Swim lessons turned into meets when their instructor told Donna Johnson her children were so good she had nothing left to teach them. When Ashleigh and her siblings continued to show athletic potential as they got older, Donna Johnson, a single mother and nurse from Jamaica, delivered a simple message to them.

“For everything that they do, it’s not about pressure, it’s about maximizing your potential,” she said.

Now her oldest daughter is about to make history this summer. Ashleigh, a goaltender blessed with jaw-dropping athleticism, is a lock for Rio de Janeiro, putting her on track to become the first black woman to play water polo for the U.S. Olympic team.

While this is just the fifth Games for the women’s tournament, Johnson’s ascension to elite goaltender is a welcome development for a sport looking for more diversity and growth outside of water polo-crazy Southern California.

Each of Johnson’s teammates is from the Golden State, and the same three Pac-12 schools — UCLA, Southern California and Stanford — dominate the roster. Seventy-five percent of USA Water Polo’s roughly 42,000 members live in California.

After starring at Ransom Everglades High School in Florida, Johnson opted for Princeton instead of USC.

“I think Ashleigh Johnson’s the future of our sport in the U.S.,” USA Water Polo CEO Christopher Ramsey said. “She’s an out-of-California athlete who grew up in Florida. She went to Princeton, high academic achiever from a different background than a lot of traditional water polo families are from.”

Just a short while ago, Johnson, 21, wasn’t interested in that future, at least with the national team. The thought of moving away from her tight-knit family and joining a new team in California wasn’t appealing to her, but several conversations with coach Adam Krikorian helped change her mind.

“I didn’t really know that the Olympics was a possibility for me,” Johnson said. “I thought it was just like coming and training like I had been doing for years, but just living out here, and he made me realize that the Olympics was a great opportunity and a possibility for me.”

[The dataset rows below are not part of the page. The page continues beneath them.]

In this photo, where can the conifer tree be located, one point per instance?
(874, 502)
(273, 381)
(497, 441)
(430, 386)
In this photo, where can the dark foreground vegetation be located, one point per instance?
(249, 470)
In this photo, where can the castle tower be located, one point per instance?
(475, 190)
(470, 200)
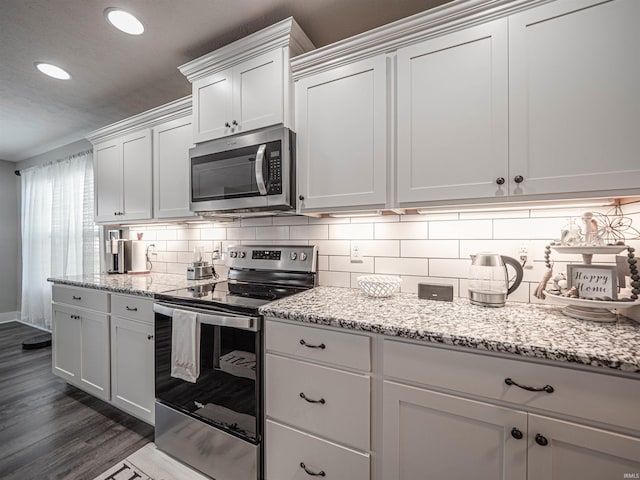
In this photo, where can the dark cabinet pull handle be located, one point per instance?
(304, 397)
(541, 440)
(313, 474)
(322, 346)
(546, 388)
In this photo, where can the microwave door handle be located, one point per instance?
(262, 188)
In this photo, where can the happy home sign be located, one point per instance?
(593, 281)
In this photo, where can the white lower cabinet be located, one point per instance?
(433, 435)
(81, 349)
(318, 416)
(132, 374)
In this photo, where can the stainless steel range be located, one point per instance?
(212, 419)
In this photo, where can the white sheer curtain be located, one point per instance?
(59, 237)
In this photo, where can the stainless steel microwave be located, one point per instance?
(252, 172)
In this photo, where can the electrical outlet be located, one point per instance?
(356, 253)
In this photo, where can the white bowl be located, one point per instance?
(379, 286)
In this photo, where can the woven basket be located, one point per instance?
(379, 286)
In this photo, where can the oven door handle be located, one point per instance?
(262, 188)
(206, 317)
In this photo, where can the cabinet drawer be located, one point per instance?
(288, 449)
(599, 397)
(81, 297)
(135, 308)
(319, 344)
(335, 405)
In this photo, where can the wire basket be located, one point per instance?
(379, 286)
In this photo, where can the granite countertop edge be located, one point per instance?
(576, 356)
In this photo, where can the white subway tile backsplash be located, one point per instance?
(401, 231)
(272, 233)
(531, 228)
(461, 229)
(401, 266)
(333, 247)
(344, 264)
(429, 248)
(449, 268)
(351, 231)
(309, 232)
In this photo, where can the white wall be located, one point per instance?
(9, 240)
(419, 248)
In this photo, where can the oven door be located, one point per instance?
(250, 172)
(227, 392)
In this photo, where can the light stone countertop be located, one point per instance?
(145, 285)
(530, 330)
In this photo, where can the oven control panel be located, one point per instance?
(299, 258)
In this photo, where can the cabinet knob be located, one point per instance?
(541, 440)
(311, 472)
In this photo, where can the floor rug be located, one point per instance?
(149, 463)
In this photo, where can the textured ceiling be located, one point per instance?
(115, 75)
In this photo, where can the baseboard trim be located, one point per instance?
(9, 317)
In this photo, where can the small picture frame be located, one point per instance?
(594, 282)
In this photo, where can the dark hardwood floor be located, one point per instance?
(49, 429)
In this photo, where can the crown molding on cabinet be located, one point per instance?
(156, 116)
(416, 28)
(282, 34)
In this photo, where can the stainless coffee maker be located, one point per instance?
(118, 253)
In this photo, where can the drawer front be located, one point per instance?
(324, 401)
(288, 449)
(132, 307)
(319, 344)
(81, 297)
(599, 397)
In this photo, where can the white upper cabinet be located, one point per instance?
(342, 136)
(171, 167)
(247, 84)
(453, 116)
(122, 170)
(574, 100)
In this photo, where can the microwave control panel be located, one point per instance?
(275, 173)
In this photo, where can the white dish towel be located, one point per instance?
(185, 346)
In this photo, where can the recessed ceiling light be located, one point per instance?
(52, 70)
(124, 21)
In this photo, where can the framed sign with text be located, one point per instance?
(594, 282)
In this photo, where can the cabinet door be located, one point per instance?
(171, 167)
(66, 343)
(258, 88)
(94, 354)
(578, 451)
(574, 102)
(132, 374)
(212, 106)
(342, 136)
(453, 116)
(107, 166)
(433, 435)
(136, 164)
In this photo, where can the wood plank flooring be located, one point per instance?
(50, 430)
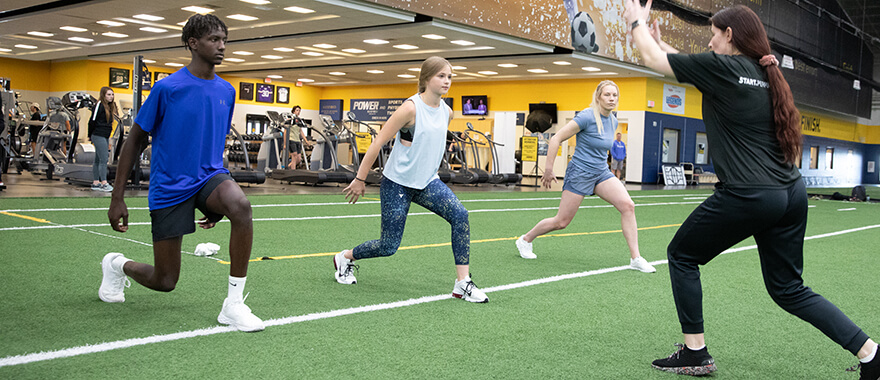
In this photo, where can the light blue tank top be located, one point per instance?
(416, 166)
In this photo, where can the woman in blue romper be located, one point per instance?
(419, 128)
(588, 174)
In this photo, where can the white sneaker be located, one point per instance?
(468, 291)
(114, 282)
(525, 249)
(239, 315)
(640, 264)
(344, 269)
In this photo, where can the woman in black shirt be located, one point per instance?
(100, 127)
(753, 128)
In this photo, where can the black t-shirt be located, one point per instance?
(738, 113)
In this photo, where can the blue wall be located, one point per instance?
(842, 173)
(654, 125)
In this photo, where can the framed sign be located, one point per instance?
(265, 93)
(119, 78)
(245, 91)
(283, 95)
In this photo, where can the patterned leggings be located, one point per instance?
(437, 198)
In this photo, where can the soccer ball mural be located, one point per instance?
(583, 33)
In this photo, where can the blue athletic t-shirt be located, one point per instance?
(591, 151)
(188, 118)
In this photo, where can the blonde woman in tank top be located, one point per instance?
(419, 129)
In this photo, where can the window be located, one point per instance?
(814, 157)
(669, 146)
(702, 156)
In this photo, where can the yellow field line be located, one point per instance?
(447, 244)
(25, 217)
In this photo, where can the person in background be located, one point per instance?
(420, 126)
(100, 127)
(754, 128)
(588, 174)
(295, 139)
(34, 130)
(618, 154)
(188, 115)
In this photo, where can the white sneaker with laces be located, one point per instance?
(114, 282)
(236, 314)
(525, 249)
(640, 264)
(468, 291)
(344, 269)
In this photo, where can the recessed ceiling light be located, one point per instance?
(241, 17)
(111, 23)
(148, 17)
(73, 29)
(197, 9)
(153, 30)
(299, 10)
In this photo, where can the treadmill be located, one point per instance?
(335, 174)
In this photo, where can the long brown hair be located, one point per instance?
(110, 109)
(750, 38)
(431, 67)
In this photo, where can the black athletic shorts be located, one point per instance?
(178, 220)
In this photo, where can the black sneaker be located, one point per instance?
(687, 362)
(869, 370)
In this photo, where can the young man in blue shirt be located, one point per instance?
(188, 115)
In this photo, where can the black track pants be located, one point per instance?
(777, 218)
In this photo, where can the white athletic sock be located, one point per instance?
(119, 262)
(870, 356)
(236, 288)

Krikorian first heard of Johnson about 10 years ago when he was the head coach at UCLA. Nicolle Payne, one of his assistants with the Bruins and a former national team goaltender, was working a camp in Miami when she sent an email to Krikorian about America’s next great goaltender.

“She said, ‘Adam, keep this name in your mind,’ and she told me her name — Ashleigh Johnson,” Krikorian said. “‘She is the most amazing goalie I have ever seen.”‘

It’s easy to see what got Payne’s attention.

The 6-foot-1 Johnson has long arms, perfect for firing outlet passes for U.S. counterattacks and guarding the top parts of the goal, and she cuts through the water with impressive ease. Sick of swimming in high school, she was offered an out by her mother and coach if she won the 50-meter freestyle at states as a sophomore. So she won and walked away.

She collected 54 saves while helping the United States qualify for the Olympics at a tournament in the Netherlands in March, including 10 stops in an 11-6 victory over Italy in the final, capping an 8-0 performance for the Americans. But that gifted sprinter is still inside her.

At a recent practice, assistant coach Chris Oeding gave the team a chance to cut short the swimming portion of training if the players could assemble a sub-1:40 200-yard freestyle relay team. Krikorian and assistant coach Dan Klatt offered a nodding Johnson as a candidate, but four different players were chosen.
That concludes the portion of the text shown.